Yes, that is what the disciples did, so the report says: "And they worshipped Him...". This is the first time that the disciples "worshiped" Jesus. Up to now, it was always a matter of admiring Him, admiring Him, looking up to Him in awe, but now, and from now on, people "worship" Him! And it is written that the time is coming when every knee will bow at the name of Jesus, of those in heaven, on earth and under the earth! Some will do so rejoicing, others in fear, but all will bow the knee! Everyone! Even those who think they will never bow to him. Today many are smiling at those who are already bowing their knees to Jesus. And most of the time it is those who are kneeling before other powers, the powers of money, of passion, of the gun, who are smiling. One day they too will be forced to come to Christ!
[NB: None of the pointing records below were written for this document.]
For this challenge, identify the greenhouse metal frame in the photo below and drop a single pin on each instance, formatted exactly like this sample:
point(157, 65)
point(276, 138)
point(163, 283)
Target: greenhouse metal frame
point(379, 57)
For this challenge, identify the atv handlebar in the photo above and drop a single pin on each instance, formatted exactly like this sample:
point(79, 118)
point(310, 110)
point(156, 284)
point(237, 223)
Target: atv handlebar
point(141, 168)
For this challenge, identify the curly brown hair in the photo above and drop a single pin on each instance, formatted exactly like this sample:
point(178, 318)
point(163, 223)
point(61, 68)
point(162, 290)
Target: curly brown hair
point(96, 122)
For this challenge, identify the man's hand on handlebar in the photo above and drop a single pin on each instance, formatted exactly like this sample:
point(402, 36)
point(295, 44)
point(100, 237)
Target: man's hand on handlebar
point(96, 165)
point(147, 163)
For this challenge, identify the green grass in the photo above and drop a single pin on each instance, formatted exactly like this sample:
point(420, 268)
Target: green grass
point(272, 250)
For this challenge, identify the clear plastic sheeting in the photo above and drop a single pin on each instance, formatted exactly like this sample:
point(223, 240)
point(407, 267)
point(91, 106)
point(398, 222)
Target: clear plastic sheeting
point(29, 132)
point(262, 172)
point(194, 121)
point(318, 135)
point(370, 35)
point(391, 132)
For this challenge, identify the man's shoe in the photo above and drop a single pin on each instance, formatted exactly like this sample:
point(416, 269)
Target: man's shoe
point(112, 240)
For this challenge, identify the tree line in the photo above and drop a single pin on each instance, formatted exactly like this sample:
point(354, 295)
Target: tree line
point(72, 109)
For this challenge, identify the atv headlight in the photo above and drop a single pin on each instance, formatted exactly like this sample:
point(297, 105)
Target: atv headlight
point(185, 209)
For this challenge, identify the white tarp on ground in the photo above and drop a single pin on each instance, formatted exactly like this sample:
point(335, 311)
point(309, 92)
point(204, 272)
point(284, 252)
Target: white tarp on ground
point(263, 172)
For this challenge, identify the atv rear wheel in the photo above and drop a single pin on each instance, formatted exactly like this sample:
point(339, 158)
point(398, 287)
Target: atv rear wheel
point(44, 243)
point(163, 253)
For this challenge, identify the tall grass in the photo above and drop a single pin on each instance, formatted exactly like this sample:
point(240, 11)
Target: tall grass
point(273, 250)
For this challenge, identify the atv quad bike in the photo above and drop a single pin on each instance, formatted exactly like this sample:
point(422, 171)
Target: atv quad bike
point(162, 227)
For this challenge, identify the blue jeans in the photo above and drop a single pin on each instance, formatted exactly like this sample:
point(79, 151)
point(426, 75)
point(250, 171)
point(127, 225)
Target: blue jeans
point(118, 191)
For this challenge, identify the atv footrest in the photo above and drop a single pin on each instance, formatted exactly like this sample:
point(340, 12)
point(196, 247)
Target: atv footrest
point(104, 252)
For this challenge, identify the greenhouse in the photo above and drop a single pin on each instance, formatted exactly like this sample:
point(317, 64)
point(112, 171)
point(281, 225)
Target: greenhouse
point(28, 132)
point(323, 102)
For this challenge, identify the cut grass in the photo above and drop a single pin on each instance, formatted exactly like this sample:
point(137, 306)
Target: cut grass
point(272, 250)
Which group do we belong to: those who will bow the knee to Christ in glory and joy on that day, or those who will do the same with gnashing of teeth and fear? We must choose now. Or, more correctly, we can choose now!
Of the disciples we read that, worshipping Him, they returned with great joy to Jerusalem, to the place where their Lord had been crucified. To go to Jerusalem for them was to enter into struggle, suffering, and incomprehension. And behold: they go with great joy! I think that this is what we should do on this feast day: to ask for and draw strength to go back with renewed joy to our "Jerusalem", to the place where we have to work, struggle, walk, live - live - day after day!
Amen
Date: 15 May 1958, Holy Thursday afternoon.